Up at about 5:30 the next morning, I caught a strong buzz on thick truck stop coffee, white lines in our headlight beams, and a sunrise over my right shoulder. Because the interstate takes a northwest angle and follows the Rio Grande between Van Horn and El Paso, I enjoyed pink and blue hues in the side mirror and out the window. The landscape before us was also waking up. Jagged mountains appeared on three sides like eerie silhouettes that guarded the desert floor. Gargoyles. But soft and oval-shaped hills often broke up the horizon. Some resembled ice cream cones.

We replaced an air hose in El Paso and rumbled through Texas Canyon, a lunar landscape with oblong and oval-shaped boulders hanging in precipitous locations that defy gravity. We snubbed the tourist trap called "The Thing" (some sort of fake mummy, I heard) and visited an old haunt called the Tucson Truck Terminal. The TTT took me back to my days on the road, late '70s through mid '80s, and is about the only truck stop I found on this journey that isn't part of a large chain.

We spent the night in Phoenix, visited a sports bar with enough flat screen TVs to watch every game of the San Francisco Giants 2010 championship season at once.
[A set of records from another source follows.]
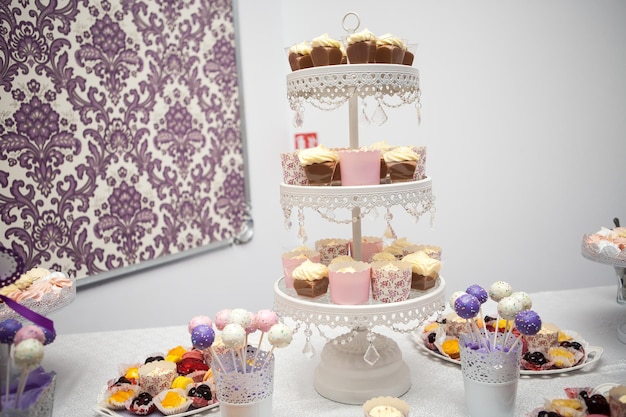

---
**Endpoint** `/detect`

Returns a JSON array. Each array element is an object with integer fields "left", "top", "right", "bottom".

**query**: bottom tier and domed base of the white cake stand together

[{"left": 274, "top": 277, "right": 445, "bottom": 404}]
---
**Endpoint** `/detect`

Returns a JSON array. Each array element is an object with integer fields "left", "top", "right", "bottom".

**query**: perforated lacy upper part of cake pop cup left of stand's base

[{"left": 214, "top": 350, "right": 274, "bottom": 404}]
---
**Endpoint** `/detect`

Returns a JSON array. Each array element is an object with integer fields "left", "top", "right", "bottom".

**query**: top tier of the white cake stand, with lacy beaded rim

[{"left": 287, "top": 64, "right": 420, "bottom": 111}]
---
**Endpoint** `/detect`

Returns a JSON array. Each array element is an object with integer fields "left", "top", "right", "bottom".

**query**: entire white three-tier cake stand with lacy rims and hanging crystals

[{"left": 274, "top": 13, "right": 445, "bottom": 404}]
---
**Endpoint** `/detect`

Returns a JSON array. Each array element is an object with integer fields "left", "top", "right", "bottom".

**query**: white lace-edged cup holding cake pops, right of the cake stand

[{"left": 459, "top": 333, "right": 522, "bottom": 417}]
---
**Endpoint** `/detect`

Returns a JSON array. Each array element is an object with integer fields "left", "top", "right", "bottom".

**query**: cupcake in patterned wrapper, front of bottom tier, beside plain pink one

[{"left": 371, "top": 260, "right": 412, "bottom": 303}]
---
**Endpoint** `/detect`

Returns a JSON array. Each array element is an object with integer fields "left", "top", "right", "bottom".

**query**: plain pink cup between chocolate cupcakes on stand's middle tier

[{"left": 338, "top": 149, "right": 380, "bottom": 186}]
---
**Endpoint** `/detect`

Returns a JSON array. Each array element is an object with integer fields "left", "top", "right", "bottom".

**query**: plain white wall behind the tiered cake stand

[{"left": 52, "top": 0, "right": 626, "bottom": 333}]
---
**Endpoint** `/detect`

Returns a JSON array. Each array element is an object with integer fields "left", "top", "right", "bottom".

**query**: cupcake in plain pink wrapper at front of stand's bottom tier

[{"left": 328, "top": 261, "right": 371, "bottom": 305}]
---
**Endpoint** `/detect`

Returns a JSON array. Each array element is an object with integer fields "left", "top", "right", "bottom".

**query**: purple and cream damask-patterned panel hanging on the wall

[{"left": 0, "top": 0, "right": 248, "bottom": 282}]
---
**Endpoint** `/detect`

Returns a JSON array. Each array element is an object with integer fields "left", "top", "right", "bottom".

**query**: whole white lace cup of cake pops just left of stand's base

[{"left": 214, "top": 350, "right": 274, "bottom": 417}]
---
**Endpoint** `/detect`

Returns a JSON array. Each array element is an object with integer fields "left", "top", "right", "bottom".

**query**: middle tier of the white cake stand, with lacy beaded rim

[{"left": 280, "top": 177, "right": 435, "bottom": 226}]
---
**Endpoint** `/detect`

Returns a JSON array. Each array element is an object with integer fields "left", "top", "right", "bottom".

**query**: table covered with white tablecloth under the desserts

[{"left": 43, "top": 286, "right": 626, "bottom": 417}]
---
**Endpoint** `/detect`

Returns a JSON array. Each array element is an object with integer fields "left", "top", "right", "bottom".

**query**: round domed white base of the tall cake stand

[{"left": 315, "top": 329, "right": 411, "bottom": 404}]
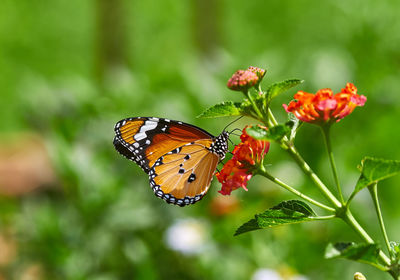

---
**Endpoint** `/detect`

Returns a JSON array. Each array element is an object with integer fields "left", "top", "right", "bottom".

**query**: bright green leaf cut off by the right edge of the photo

[{"left": 349, "top": 157, "right": 400, "bottom": 200}]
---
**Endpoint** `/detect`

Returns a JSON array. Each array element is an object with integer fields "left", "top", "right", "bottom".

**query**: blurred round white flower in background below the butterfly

[{"left": 165, "top": 219, "right": 209, "bottom": 255}]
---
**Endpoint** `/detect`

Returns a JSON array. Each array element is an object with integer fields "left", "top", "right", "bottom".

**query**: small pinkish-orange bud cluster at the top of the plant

[{"left": 227, "top": 66, "right": 265, "bottom": 91}]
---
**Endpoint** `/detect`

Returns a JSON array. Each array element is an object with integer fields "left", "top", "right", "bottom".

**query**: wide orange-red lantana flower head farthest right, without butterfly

[{"left": 283, "top": 83, "right": 367, "bottom": 124}]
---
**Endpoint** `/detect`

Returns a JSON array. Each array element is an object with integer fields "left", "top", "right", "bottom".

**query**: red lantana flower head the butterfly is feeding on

[{"left": 216, "top": 126, "right": 269, "bottom": 195}]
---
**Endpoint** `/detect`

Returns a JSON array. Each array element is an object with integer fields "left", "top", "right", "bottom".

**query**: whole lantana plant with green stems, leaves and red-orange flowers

Rolling again the next day, we crossed the Colorado River, looking wet and cool as it flowed through sand and gravel marking the state line between Arizona and California. The next two days, we unloaded near San Bernardino and in Los Angeles. A homeless guy on Crenshaw Blvd. got kicked out of a McDonald's for trying to access the restroom. Then up 101, Ventura Highway, like in the old pop song by America.

The drive from Los Angeles to San Francisco was always special. And it holds its charm more than a quarter-century after I last drove it.

Endless, steep, brown hills and mountain ranges marched past on the right. The Pacific Ocean played peek-a-boo through fog banks on the left. We rolled through Santa Barbara, Santa Maria, San Luis Obispo. The cool Pacific air was invigorating. You don't get weather like this in Central Texas until mid-October.

Then we slipped into the Coastal Valley; auburn hills on both sides bracketed the highway. The Freightliner hummed along at fifty-five because that is the statewide speed limit for trucks.

The long, flat valley was decorated with endless vineyards and almond and fruit tree orchards.  Row after row, these farms stand testament to the efficiency of irrigation. Almost everything else was dry, everything but those verdant fields connected by miles and miles of water lines.

Once we hit San Jose, the traffic backed up and the land changed from open, rural and agricultural to urban, cramped with tight neighborhoods and high-reaching office buildings. And I caught glimpses of the south end of the bay on my right. That night, we had a nightcap with another long-time trucker named Buck. He has been a contractor, owning his own rig, since the early '70s. Buck and Dana said the owner-operators who haul furniture, movers, are an endangered species, down by about two-thirds since their heyday in the early '80s. Like sailors on the San Francisco docks, we traded yarns, recalled some of the colorful characters that a transient occupation attracts, and lamented the good old days.

When I lived out of a diesel rig, countless kids and parents approached me at rest stops, truck stops, motel and mall parking lots. The children wanted to blast the air horn and have their picture taken. But the adults often yearned to take a cross-country trip in a big rig.

Traveling in a truck is special because you get a bird's-eye view of the landscape through that windshield, seven, eight feet above the pavement. Imagine riding on the roof of your car. Trucking also adds another dimension to travel. You are hauling, moving, transporting goods. Unless you are running empty, called deadheading, there's a different sense of purpose than your typical family vacation. People I have moved coast-to-coast often said upon my arrival: "We sure are glad to see you."

Next, the ride home. I say adios to old friend Dana and catch a Greyhound. Oakland to Austin, two all-nighters on the bus in a 42-hour trek.